The @ operator is a language extension provided primarily to aid communication between C and non-C programs.

In C, the normal argument-passing convention is to use call-by-value; that is, the value of an argument is passed. The normal IBM 370 (non-C) argument-passing conventions differ from this in two ways. First, arguments are passed by reference; that is, each item in the parameter list is an argument address, not an argument value. Second, the last argument address in the list is usually flagged by setting the high-order bit, which does not change the value of the address since IBM 370 addresses are 31 bits (XA) or 24 bits (non-XA).

A simplistic approach to the problem of call-by-reference is to precede each function argument by the ampersand ( & ) operator, thereby passing the argument address rather than its value. For example, you can write asmcode(&x) rather than asmcode(x) . This approach is not generally applicable because it is frequently necessary to pass constants or computed expressions, which are not valid operands of the address-of operator. The compiler provides an option to solve this problem.

When the compiler option AT is specified, the at sign ( @ ) is treated as a new operator. The @ operator can be used only in an argument to a function call. (The result of using it in any other context is undefined.) The @ operator has the same syntax as & . In situations where & can be used, @ has the same meaning as & .

In addition, @ can be used on non-lvalues such as constants and expressions. In these cases, the value of @expr is the address of a temporary storage area to which the value of @expr is copied.

One special case for the @ operator is when its argument is an array name or a string literal. In this case, @array is different from &array. While @array addresses a pointer addressing the array, &array still addresses the array.
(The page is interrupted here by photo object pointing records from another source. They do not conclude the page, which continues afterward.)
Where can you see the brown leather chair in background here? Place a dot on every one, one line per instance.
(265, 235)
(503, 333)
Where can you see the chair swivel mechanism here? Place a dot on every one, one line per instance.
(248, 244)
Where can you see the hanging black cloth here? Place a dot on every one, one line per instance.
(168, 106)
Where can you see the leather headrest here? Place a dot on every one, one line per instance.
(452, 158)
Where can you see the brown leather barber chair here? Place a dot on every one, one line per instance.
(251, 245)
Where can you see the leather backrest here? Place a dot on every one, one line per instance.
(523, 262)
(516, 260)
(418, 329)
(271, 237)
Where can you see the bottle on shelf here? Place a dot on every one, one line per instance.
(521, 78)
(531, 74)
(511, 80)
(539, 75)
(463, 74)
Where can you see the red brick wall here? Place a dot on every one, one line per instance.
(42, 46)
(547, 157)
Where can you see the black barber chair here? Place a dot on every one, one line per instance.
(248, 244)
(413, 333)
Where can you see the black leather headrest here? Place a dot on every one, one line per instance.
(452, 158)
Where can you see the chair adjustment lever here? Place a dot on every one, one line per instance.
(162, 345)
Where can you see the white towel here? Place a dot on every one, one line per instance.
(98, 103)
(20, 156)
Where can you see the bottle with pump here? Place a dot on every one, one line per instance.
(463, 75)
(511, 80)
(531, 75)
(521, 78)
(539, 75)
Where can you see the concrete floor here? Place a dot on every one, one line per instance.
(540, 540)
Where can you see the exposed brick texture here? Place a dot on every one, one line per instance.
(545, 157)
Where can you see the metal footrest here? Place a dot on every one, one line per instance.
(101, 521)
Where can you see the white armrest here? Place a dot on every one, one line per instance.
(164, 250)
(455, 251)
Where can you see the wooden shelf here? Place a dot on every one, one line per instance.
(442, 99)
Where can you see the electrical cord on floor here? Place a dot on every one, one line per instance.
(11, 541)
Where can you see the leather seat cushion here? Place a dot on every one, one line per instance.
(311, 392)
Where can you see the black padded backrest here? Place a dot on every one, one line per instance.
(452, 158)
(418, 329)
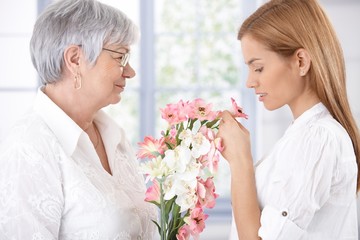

The compiler continues to process the @ operator as in earlier releases when the @ is in the context of a function call. Use of @ is nonportable. Its use should be restricted to programs that call non-C routines using call by reference.

Nesting of #define

If the compiler option redef is specified, multiple #define statements for the same symbol can appear in a source file. When a new #define statement is encountered for a symbol, the old definition is stacked but is restored if an #undef statement for the symbol occurs. For example, if the line

#define XYZ 12

is followed later by

#define XYZ 43

the new definition takes effect, but the old one is not forgotten. Then, when the compiler encounters the following, the former definition (12) is restored:

#undef XYZ

To completely undefine XYZ, an additional #undef is required. Each #define must be matched by a corresponding #undef before the symbol is truly forgotten. Identical #define statements for a symbol (those permitted when redef is not specified) do not stack.

Preprocessor directives for listing control

The following preprocessor commands are available to control the format of the printed listing. They have no effect on any aspect of a program except the program listing and can appear anywhere in program code, except as a continuation line.

pragma can be omitted. However, omitting pragma renders a program nonportable.


Anonymous unions

An anonymous union, that is, a union with no associated identifier, can be declared in a structure. Members of anonymous unions are in the same scope as the containing structure. Here are two examples of anonymous unions:

union ANON {
   int i;
   short o[2];
} ;

static struct {
   int a;
   union ANON;
   double d;
}  ex;

static struct {
   int a;

   union {
      int i;
      short o[2];
   } ;
   double d;
}  ex;

Member o[1] of the union can be accessed by using this expression:

ex.o[1]

The members of an anonymous union are in the same name space as that of other members in the containing structure. Therefore, a member of the union cannot have the same identifier as a member of the containing structure or a member in another anonymous union in the containing structure.

Other than the above considerations, anonymous unions have the same properties and can be used in the same manner as other unions.

Noninteger bitfields

By default, all bitfields must have type int , signed int , or unsigned int . The bitfield compiler option can be used in order for other types to be used. If the bitfield option is used, the compiler accepts any integral type in the declaration of a bitfield as in this example:

struct {
   char f1 :3;
   signed short f2 :15;
   unsigned long f3 : 28;
} ex;

Types that are not int can be used to specify the allocation unit to be used by the compiler. (See Structure and union type names.) By default, the allocation unit is an int . This means that the compiler allocates 4 bytes of storage for the first bitfield it encounters in a structure definition. Adjacent bitfields are packed into the int until not enough bits remain for the next bitfield, a nonbit-field member is declared, or a zero-length bitfield is encountered.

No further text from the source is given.